An unexpected medical writer’s gem of a song, “Illness As Metaphor,” cuts to the heart with a message about blood, symbolism, love and Susan Sontag’s classic essays on the meaning of tuberculosis and cancer in literature and in life. The lyrics of the song from Bloody, Bloody Andrew Jackson are hard-to-find on-line, but you can get it through iTunes, by which I found these words:

A wise woman once wrote that illness is not metaphor.
So why do I feel sick when I look at you?
There is this illness in me and I need to get it out, so when I bleed
It’s not blood, it’s a metaphor for love.
These aren’t veins just the beating of my heart.
This fever isn’t real it represents how I feel…
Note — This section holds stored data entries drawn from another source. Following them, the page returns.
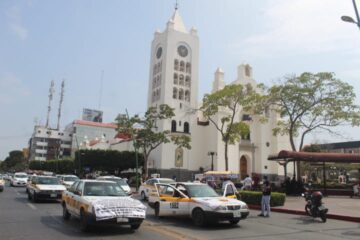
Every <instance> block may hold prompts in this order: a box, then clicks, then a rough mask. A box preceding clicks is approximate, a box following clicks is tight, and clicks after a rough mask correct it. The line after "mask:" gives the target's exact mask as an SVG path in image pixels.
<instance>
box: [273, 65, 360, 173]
mask: <svg viewBox="0 0 360 240" xmlns="http://www.w3.org/2000/svg"><path fill="white" fill-rule="evenodd" d="M355 97H356V96H355V93H354V90H353V87H352V86H350V85H349V84H347V83H345V82H343V81H341V80H339V79H337V78H335V74H334V73H330V72H319V73H316V74H313V73H309V72H305V73H302V74H301V75H300V76H296V75H292V76H285V77H284V79H283V80H282V81H280V83H279V84H276V85H274V86H272V87H271V88H269V89H268V99H267V100H268V103H269V104H270V105H271V106H274V109H275V110H276V111H278V112H279V113H280V116H281V120H279V121H278V123H277V127H276V128H274V129H273V133H274V135H278V134H281V135H288V136H289V141H290V145H291V148H292V150H293V151H298V150H301V149H302V148H303V145H304V140H305V137H306V135H307V134H309V133H311V132H314V131H315V130H322V131H327V132H329V133H332V134H338V135H339V133H337V132H336V131H334V130H333V129H334V127H336V126H340V125H343V124H349V123H350V124H352V125H353V126H358V125H359V123H360V114H359V106H357V105H355V104H354V100H355ZM298 137H299V138H300V141H299V145H298V146H296V144H295V139H296V138H298ZM297 171H298V174H299V173H300V172H299V165H298V170H297ZM298 176H299V175H298Z"/></svg>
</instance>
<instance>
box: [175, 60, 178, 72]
mask: <svg viewBox="0 0 360 240" xmlns="http://www.w3.org/2000/svg"><path fill="white" fill-rule="evenodd" d="M174 69H175V70H176V71H178V70H179V60H177V59H175V60H174Z"/></svg>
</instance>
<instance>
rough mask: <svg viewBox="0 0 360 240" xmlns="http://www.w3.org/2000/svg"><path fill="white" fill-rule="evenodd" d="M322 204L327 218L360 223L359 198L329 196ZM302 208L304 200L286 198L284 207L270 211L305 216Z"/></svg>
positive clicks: (303, 211)
mask: <svg viewBox="0 0 360 240" xmlns="http://www.w3.org/2000/svg"><path fill="white" fill-rule="evenodd" d="M323 202H324V205H325V206H326V207H327V208H328V209H329V212H328V215H327V216H328V218H330V219H338V220H344V221H352V222H360V198H350V197H344V196H329V197H325V198H323ZM250 208H253V209H259V206H250ZM304 208H305V199H304V198H303V197H292V196H287V197H286V201H285V205H284V206H281V207H273V208H271V211H274V212H283V213H290V214H299V215H306V214H305V209H304Z"/></svg>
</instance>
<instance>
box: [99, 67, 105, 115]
mask: <svg viewBox="0 0 360 240" xmlns="http://www.w3.org/2000/svg"><path fill="white" fill-rule="evenodd" d="M103 80H104V70H101V77H100V90H99V108H98V110H100V108H101V100H102V85H103Z"/></svg>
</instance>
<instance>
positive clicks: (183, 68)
mask: <svg viewBox="0 0 360 240" xmlns="http://www.w3.org/2000/svg"><path fill="white" fill-rule="evenodd" d="M180 72H185V62H184V61H181V62H180Z"/></svg>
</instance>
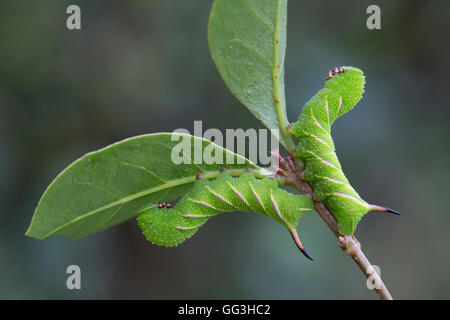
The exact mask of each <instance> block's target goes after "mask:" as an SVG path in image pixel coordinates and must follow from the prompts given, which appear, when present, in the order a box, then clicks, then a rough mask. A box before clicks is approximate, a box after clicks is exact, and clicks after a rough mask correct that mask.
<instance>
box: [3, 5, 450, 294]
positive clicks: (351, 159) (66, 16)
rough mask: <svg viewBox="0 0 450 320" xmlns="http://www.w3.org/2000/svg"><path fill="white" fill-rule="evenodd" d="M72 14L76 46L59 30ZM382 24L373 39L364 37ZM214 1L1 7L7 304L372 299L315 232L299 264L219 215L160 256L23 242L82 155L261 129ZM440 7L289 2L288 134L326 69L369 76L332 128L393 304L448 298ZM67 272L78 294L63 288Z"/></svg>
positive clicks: (133, 237) (65, 31) (332, 250)
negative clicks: (50, 191) (391, 295)
mask: <svg viewBox="0 0 450 320" xmlns="http://www.w3.org/2000/svg"><path fill="white" fill-rule="evenodd" d="M69 4H78V5H79V6H80V7H81V12H82V29H81V30H80V31H69V30H67V28H66V18H67V14H66V8H67V6H68V5H69ZM370 4H378V5H379V6H380V7H381V14H382V29H381V30H368V29H367V28H366V19H367V17H368V15H367V14H366V8H367V7H368V5H370ZM210 7H211V1H206V0H204V1H199V0H172V1H148V0H147V1H144V0H139V1H138V0H134V1H118V0H116V1H62V0H47V1H32V0H20V1H17V0H2V1H1V2H0V41H1V42H0V200H1V201H0V204H1V208H0V209H1V210H0V298H9V299H18V298H31V299H38V298H39V299H41V298H44V299H54V298H62V299H72V298H89V299H90V298H101V299H110V298H124V299H127V298H137V299H147V298H161V299H163V298H170V299H171V298H180V299H188V298H191V299H197V298H202V299H220V298H227V299H234V298H236V299H314V298H317V299H321V298H323V299H348V298H360V299H372V298H374V297H375V295H374V293H373V292H371V291H369V290H368V289H367V287H366V283H365V279H364V277H363V275H362V274H361V272H360V271H359V269H357V267H356V265H355V264H354V263H353V262H352V261H351V260H350V259H349V258H348V257H346V256H345V255H344V254H343V253H342V251H341V250H340V249H339V248H338V247H337V245H336V240H335V238H334V236H333V235H332V233H331V232H330V231H329V230H328V229H327V227H326V226H325V224H324V223H323V222H322V221H321V219H320V218H319V217H318V216H317V215H315V214H310V215H307V216H306V217H304V218H303V219H302V222H301V224H300V228H299V232H300V234H301V237H302V240H303V243H305V244H306V247H307V248H308V250H309V252H310V253H311V254H312V255H313V256H314V258H315V259H316V261H315V262H314V263H311V262H309V261H307V260H306V259H305V258H304V257H303V256H302V255H301V254H299V252H298V250H297V249H296V247H295V246H294V244H293V243H292V241H291V239H290V236H289V234H288V233H287V232H286V231H285V229H284V228H283V227H281V226H280V225H278V224H276V223H273V222H272V221H270V220H269V219H266V218H263V217H261V216H258V215H255V214H253V215H252V214H230V215H221V216H220V217H217V218H215V219H212V220H211V221H210V222H208V223H207V225H206V226H205V227H204V228H202V229H201V230H200V231H199V232H198V233H197V234H196V235H195V236H194V237H193V238H192V239H191V240H189V241H187V242H186V243H184V244H183V245H181V246H179V247H177V248H172V249H166V248H161V247H156V246H154V245H152V244H150V243H149V242H146V241H145V240H144V238H143V236H142V235H141V232H140V230H139V229H138V227H137V225H136V223H135V221H134V220H133V221H129V222H127V223H124V224H122V225H119V226H116V227H114V228H112V229H110V230H107V231H104V232H101V233H99V234H95V235H92V236H89V237H87V238H83V239H80V240H70V239H63V238H59V237H53V238H49V239H46V240H43V241H39V240H35V239H28V238H25V236H24V233H25V231H26V229H27V227H28V224H29V222H30V220H31V217H32V214H33V211H34V208H35V206H36V204H37V201H38V200H39V198H40V196H41V194H42V193H43V191H44V190H45V188H46V187H47V185H48V184H49V183H50V182H51V180H52V179H53V178H54V177H55V176H56V175H57V174H58V173H59V172H60V171H61V170H62V169H64V168H65V167H66V166H67V165H68V164H70V163H71V162H72V161H73V160H75V159H77V158H78V157H80V156H81V155H82V154H84V153H86V152H89V151H92V150H96V149H99V148H101V147H104V146H106V145H108V144H110V143H113V142H115V141H118V140H121V139H123V138H127V137H131V136H134V135H139V134H144V133H150V132H157V131H172V130H174V129H176V128H187V129H189V130H191V129H192V128H193V121H194V120H203V128H204V129H206V128H220V129H225V128H253V127H254V128H260V127H261V126H260V124H259V123H258V122H257V121H256V120H255V119H254V118H253V117H252V116H251V115H250V113H249V112H248V111H247V110H246V109H245V108H244V107H243V106H241V105H240V103H239V102H238V101H237V100H236V99H235V98H234V97H233V96H232V95H231V93H230V92H229V91H228V90H227V88H226V87H225V85H224V84H223V82H222V80H221V79H220V77H219V75H218V73H217V71H216V69H215V67H214V65H213V62H212V61H211V59H210V57H209V50H208V45H207V20H208V14H209V10H210ZM449 14H450V2H449V1H445V0H443V1H439V0H434V1H410V0H408V1H407V0H404V1H399V0H396V1H376V2H373V1H370V2H369V1H360V0H358V1H357V0H354V1H349V0H347V1H331V0H328V1H324V0H321V1H292V0H291V1H290V3H289V23H288V49H287V58H286V68H287V69H286V83H287V88H286V89H287V101H288V105H289V110H288V113H289V118H290V120H291V121H293V120H295V119H296V117H297V115H298V113H299V111H300V108H301V106H302V105H303V104H304V103H305V102H306V101H307V100H308V99H309V98H310V97H311V96H312V95H313V94H315V92H316V91H317V90H319V89H320V88H321V87H322V86H323V82H324V77H325V75H326V72H327V71H328V70H329V69H330V68H331V67H333V66H336V65H354V66H357V67H360V68H361V69H363V70H364V71H365V74H366V77H367V87H366V93H365V96H364V99H363V100H362V101H361V102H360V104H359V105H358V106H357V107H356V108H355V109H354V110H353V111H351V112H350V113H349V114H348V115H346V116H345V117H343V118H342V119H339V120H338V121H337V122H336V124H335V126H334V137H335V141H336V147H337V150H338V154H339V156H340V158H341V160H342V164H343V167H344V171H345V172H346V173H347V175H348V177H349V179H350V181H351V182H352V184H353V185H354V187H355V188H356V190H358V191H359V193H360V194H361V196H362V197H363V198H365V199H366V200H368V201H370V202H372V203H377V204H382V205H387V206H389V207H392V208H395V209H397V210H399V211H401V212H402V213H404V215H403V217H396V216H388V215H383V214H375V213H373V214H370V215H368V216H366V217H365V218H364V219H363V221H362V222H361V223H360V225H359V228H358V230H357V232H356V235H357V237H358V238H359V240H360V241H361V242H362V245H363V249H364V251H365V252H366V254H367V256H368V257H369V259H370V260H371V262H372V263H374V264H376V265H379V266H380V267H381V273H382V277H383V279H384V280H385V282H386V284H387V285H388V287H389V288H390V290H391V293H392V294H393V296H394V297H395V298H400V299H408V298H412V299H418V298H424V299H448V298H450V273H449V270H450V250H448V246H449V244H450V233H449V223H450V215H449V212H448V209H447V202H448V198H447V197H449V191H450V190H449V186H448V184H449V181H450V179H449V178H450V175H449V169H448V162H449V161H448V159H449V157H450V148H449V137H450V129H449V116H450V108H449V100H450V99H449V94H450V90H449V89H450V59H449V56H450V41H449V40H450V19H449ZM70 264H76V265H79V266H80V267H81V273H82V289H81V290H78V291H77V290H73V291H70V290H68V289H67V288H66V278H67V276H68V275H67V274H66V273H65V271H66V268H67V266H68V265H70Z"/></svg>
You can see a Spanish-sung, sickly romantic version on a YouTube video:

I’m not sure how Susan Sontag would feel about emo-rock in general and about this song in particular, but I should save that subject for some intense, future writing project –

A few other medical digs include mention of Jackson’s hepatitis – acquired on “the battlefield,” as he explains to his admirers, syphilis – a killer of Indians and, consistent with the play’s hemi-modern approach, Valtrex – which some of the prostitute-turned government advisees run to get when it’s given for free.

All in all, it’s a terrific play about Americans, Manifest Destiny, populism, anti-elitism, economic frustration, anger toward foreigners, fear of terrorism, emotions and the founding of the Democratic Party.


Tomorrow is Election Day. Remember to vote!